Unsere zwei Sturmtage am See in Kautokeino verwehen in einem steifen Wind, der von Tag zu Tag zunimmt.
Am ersten Abend haben wir mit 4 Beaufort gestartet (Chouchou Kachelmann hat´s mit seinem Gadget ja nachgemessen), am nächsten Tag sind wir bei 5 und klettern gnadenlos auf 6.
Gemütlich draußen sitzen geht nur in hochalpinen Windbreakern – während der Kocher auf dem Tisch einem um die Ohren fliegt – auf der zugigsten Ecke des Platzes, die wir zielgerichtet ausgewählt haben. Was tut man nicht alles, um an einem Badestrand zu stehen!? Der Magicbus – für seinen Teil– zieht tagsüber das Dachzelt ein: aus Sicherheitsgründen und wir tragen Windjacken.
Der See schäumt wild und ruft sehnsüchtig nach einer Schwimmerin: Ein Ruf, der ungehört verhallt. Wenn auch mit großer Wehmut und sieben Anläufen, den inneren Schweinehund zu überwinden – aber selbst mir ist es bei dieser Witterung zu heikel. Zur Freude meiner Nasennebenhöhlen – und Chouchous, der die Idee generell für zutiefst hirnrissig hält.
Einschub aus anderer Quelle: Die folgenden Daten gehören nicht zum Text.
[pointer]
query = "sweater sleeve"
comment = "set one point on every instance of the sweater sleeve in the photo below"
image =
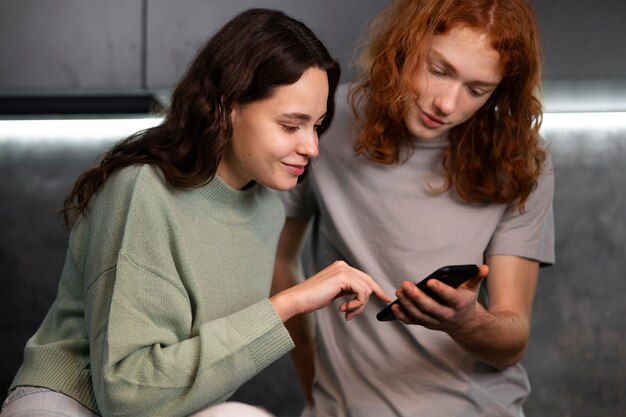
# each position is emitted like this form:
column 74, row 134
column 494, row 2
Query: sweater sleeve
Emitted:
column 143, row 364
column 150, row 355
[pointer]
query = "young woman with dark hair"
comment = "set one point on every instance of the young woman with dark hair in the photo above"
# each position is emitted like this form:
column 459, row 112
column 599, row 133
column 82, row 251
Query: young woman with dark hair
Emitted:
column 162, row 307
column 435, row 159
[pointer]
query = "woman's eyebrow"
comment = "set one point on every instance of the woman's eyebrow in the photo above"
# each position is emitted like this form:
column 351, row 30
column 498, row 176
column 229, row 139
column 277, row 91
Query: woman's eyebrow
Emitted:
column 296, row 116
column 299, row 116
column 452, row 69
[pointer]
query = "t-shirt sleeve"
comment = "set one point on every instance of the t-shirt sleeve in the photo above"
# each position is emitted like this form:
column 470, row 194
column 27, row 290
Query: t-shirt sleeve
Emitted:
column 529, row 234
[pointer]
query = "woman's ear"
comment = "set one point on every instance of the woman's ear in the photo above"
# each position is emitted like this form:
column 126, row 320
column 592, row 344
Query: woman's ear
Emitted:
column 233, row 113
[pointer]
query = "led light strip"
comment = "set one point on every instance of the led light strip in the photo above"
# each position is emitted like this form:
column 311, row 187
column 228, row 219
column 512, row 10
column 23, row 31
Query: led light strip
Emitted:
column 597, row 121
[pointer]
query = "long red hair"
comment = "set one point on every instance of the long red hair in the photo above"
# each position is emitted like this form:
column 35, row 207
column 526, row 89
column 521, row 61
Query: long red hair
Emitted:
column 495, row 156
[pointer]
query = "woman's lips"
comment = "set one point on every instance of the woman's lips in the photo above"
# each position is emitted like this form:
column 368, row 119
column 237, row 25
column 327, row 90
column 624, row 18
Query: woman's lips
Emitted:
column 430, row 121
column 296, row 170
Wir wandern über die Haushügel, auf einem Wanderweg, der offensichtlich lange von keiner Menschenseele mehr betreten wurde. Die morschen Stege holt sich die Natur zurück, zweimal ist der Pfad gänzlich verschwunden, wir schlagen uns per Schweinetaktik durchs Unterholz.

Rechts und links ein Wunderland aus Pilzen, Beeren und Moos. In Nahaufnahme.
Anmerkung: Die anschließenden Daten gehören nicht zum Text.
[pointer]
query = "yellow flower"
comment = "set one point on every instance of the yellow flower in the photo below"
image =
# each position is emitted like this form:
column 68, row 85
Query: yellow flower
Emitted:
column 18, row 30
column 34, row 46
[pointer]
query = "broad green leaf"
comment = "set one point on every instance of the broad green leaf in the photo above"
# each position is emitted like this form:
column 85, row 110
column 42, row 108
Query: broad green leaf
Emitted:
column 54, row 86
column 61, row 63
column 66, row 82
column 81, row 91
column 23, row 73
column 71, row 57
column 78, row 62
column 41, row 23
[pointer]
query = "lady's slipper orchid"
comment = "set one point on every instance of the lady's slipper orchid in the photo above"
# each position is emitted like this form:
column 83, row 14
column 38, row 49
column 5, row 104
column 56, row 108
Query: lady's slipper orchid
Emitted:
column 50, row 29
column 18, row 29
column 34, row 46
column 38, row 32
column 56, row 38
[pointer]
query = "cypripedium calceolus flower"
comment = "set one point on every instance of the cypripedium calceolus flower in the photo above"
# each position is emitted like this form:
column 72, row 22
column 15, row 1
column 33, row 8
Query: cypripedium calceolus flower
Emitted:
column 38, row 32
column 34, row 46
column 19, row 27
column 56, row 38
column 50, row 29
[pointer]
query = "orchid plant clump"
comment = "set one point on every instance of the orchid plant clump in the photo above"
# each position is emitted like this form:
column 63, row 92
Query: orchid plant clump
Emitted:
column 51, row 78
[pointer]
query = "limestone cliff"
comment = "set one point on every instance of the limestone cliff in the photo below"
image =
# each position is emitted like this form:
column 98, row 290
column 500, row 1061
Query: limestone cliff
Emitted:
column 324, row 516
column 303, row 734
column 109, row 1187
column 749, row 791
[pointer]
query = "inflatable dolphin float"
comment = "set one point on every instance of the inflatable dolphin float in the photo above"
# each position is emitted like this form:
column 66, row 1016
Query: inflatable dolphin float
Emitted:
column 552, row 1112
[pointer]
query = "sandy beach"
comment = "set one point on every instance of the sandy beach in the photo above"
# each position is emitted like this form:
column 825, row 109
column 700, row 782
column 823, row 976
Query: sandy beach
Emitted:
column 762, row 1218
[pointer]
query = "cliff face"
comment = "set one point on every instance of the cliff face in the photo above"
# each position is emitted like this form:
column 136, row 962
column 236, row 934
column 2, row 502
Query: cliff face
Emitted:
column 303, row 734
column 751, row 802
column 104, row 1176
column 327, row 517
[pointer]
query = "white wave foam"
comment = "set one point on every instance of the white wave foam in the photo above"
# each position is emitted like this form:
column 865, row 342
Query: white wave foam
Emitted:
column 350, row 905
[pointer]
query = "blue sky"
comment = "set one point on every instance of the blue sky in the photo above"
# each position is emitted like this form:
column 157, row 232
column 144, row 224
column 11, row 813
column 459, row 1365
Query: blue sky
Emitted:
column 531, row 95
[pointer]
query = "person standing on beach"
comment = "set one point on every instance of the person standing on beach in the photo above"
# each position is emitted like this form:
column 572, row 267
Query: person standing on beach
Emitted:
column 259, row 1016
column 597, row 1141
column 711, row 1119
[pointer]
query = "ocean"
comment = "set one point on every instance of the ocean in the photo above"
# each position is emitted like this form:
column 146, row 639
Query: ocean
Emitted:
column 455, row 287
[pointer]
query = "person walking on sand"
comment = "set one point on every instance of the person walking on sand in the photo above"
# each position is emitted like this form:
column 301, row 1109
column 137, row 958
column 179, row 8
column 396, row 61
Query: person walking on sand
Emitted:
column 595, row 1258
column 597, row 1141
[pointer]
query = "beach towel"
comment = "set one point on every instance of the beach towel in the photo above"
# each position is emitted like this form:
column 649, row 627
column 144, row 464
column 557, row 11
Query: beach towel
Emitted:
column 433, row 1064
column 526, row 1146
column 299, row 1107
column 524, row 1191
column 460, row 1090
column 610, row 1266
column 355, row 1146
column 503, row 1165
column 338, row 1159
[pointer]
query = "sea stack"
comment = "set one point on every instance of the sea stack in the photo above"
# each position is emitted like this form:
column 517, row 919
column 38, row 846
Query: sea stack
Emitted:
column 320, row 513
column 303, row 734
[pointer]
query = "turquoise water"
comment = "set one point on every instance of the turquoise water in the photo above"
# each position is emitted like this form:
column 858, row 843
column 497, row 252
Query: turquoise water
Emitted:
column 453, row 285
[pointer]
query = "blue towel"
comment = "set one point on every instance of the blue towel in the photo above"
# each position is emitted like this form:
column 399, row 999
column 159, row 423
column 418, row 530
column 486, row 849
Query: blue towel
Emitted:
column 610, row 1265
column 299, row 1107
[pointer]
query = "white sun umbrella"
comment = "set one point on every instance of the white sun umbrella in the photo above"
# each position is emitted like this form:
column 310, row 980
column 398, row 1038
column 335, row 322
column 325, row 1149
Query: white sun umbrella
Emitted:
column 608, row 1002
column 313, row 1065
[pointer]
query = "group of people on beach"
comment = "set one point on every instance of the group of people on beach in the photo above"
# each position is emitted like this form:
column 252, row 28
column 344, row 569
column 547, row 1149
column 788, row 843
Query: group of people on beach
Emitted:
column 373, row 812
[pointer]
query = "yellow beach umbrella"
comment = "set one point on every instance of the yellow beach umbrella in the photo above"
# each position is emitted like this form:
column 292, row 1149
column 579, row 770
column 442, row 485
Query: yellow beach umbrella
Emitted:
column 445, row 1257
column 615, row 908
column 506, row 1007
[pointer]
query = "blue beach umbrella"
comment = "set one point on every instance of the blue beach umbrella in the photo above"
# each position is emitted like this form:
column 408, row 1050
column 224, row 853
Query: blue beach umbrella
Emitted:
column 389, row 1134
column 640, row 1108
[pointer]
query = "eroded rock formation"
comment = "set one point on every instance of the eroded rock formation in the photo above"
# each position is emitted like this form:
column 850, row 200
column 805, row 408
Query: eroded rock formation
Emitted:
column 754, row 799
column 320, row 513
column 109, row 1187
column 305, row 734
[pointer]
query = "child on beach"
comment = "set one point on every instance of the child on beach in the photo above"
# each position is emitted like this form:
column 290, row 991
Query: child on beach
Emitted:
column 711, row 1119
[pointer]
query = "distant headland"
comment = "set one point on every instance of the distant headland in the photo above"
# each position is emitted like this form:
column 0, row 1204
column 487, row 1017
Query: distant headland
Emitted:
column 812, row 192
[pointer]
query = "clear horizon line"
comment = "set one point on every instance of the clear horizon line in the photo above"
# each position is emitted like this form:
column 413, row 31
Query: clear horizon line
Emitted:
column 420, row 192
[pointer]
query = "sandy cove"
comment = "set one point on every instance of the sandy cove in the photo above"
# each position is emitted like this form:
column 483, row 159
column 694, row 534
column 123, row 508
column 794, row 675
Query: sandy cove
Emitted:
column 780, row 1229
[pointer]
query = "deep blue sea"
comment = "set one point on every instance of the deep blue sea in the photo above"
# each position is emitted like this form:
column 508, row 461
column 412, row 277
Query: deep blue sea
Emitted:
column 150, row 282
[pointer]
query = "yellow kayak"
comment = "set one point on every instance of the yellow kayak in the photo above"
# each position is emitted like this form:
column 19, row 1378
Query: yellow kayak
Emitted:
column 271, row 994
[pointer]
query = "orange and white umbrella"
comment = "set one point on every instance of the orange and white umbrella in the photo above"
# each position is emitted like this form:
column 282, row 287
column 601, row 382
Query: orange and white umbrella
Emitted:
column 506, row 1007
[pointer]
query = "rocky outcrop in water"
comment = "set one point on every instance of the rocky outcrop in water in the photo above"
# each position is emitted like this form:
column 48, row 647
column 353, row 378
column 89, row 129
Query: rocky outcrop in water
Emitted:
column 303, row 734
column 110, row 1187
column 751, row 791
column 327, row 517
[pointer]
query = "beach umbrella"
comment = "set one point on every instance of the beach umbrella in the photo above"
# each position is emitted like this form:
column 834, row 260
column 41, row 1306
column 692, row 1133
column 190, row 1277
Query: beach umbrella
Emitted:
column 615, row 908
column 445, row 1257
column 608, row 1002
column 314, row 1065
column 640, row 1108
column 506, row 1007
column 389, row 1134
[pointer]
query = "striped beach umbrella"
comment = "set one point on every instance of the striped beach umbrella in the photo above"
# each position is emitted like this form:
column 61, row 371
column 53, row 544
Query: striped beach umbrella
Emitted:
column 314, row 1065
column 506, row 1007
Dank Bestimmungsapp finden wir heraus: einiges am Wegesrand wäre durchaus essbar.
Wenn man denn nicht Blau- mit Rauschbeeren verwechselt. Aus ersteren macht man Muffins, mit den zweiten lernt man fliegen. Wir lassen es lieber nicht drauf ankommen…und gehen weiter.

An einem namenlosen See machen wir Rast und taufen ihn auf den Namen „Kloden-Idioti-Innsjø“ = „Globetrottelssee“ auf norwegisch.
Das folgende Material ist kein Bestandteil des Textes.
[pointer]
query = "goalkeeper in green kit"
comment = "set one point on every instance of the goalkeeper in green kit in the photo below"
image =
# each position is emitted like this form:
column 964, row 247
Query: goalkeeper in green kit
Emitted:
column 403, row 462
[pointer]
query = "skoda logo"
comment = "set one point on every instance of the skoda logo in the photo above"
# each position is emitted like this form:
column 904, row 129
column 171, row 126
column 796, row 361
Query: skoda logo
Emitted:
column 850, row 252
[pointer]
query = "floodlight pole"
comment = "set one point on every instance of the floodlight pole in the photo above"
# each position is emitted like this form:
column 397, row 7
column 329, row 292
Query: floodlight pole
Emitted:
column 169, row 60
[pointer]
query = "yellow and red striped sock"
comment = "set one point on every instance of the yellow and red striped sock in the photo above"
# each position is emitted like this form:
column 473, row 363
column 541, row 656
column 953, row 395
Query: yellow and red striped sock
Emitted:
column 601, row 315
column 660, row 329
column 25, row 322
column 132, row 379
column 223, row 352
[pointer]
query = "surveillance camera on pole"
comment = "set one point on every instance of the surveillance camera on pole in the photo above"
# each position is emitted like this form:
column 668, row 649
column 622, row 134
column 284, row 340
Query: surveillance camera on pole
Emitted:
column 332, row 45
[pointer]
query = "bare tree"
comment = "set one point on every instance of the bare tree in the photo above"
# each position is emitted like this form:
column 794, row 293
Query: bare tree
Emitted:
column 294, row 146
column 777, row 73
Mehr Eroberungen sind für einen Tag nicht angemessen, wir dackeln also wieder zum Sturmcamp auf dem Schröddelplatz zurück. Beeren- und Pilzschlauer, denn je zuvor — bei bunter Mitternacht.

Der heutige Tag ist Haushaltssamstag.
Die Gedanken oft in der Heimat, die Haare gewaschen und sturmgeföhnt, die Fingerchen verkrampft um neue Stricknadeln, die stundenlang klappern in Obsession.
Brutus trägt jetzt eine Bauchbinde und Rudi pastorale Halskrause der dänischen Volkskirche.

Der erste Schal wird länger und länger – ich kann gar nicht mehr aufhören.
Als ich Stricknacken kriege, packe ich mir eine Wärmflasche auf die Schultern und weiter geht’s, die Krämpfe in den Fingern einfach wegschüttelnd: besessen von einem Hexenwerk.

Bevor es morgen weiter geht, müssen wir noch einmal zurück in den REMO1000: mehr Wolle holen.
Möglicherweise habe ich bei den Nahaufnahmen der ganzen Beeren und Pilze doch irgendwas abgekriegt?
Die norwegische „Strikking-Bær“ vielleicht?!
Eine noch unentdeckte Beerenart des Nordens: die berauschenden „Strickbeere“, die ganz schnell süchtig und das Leben bunter macht.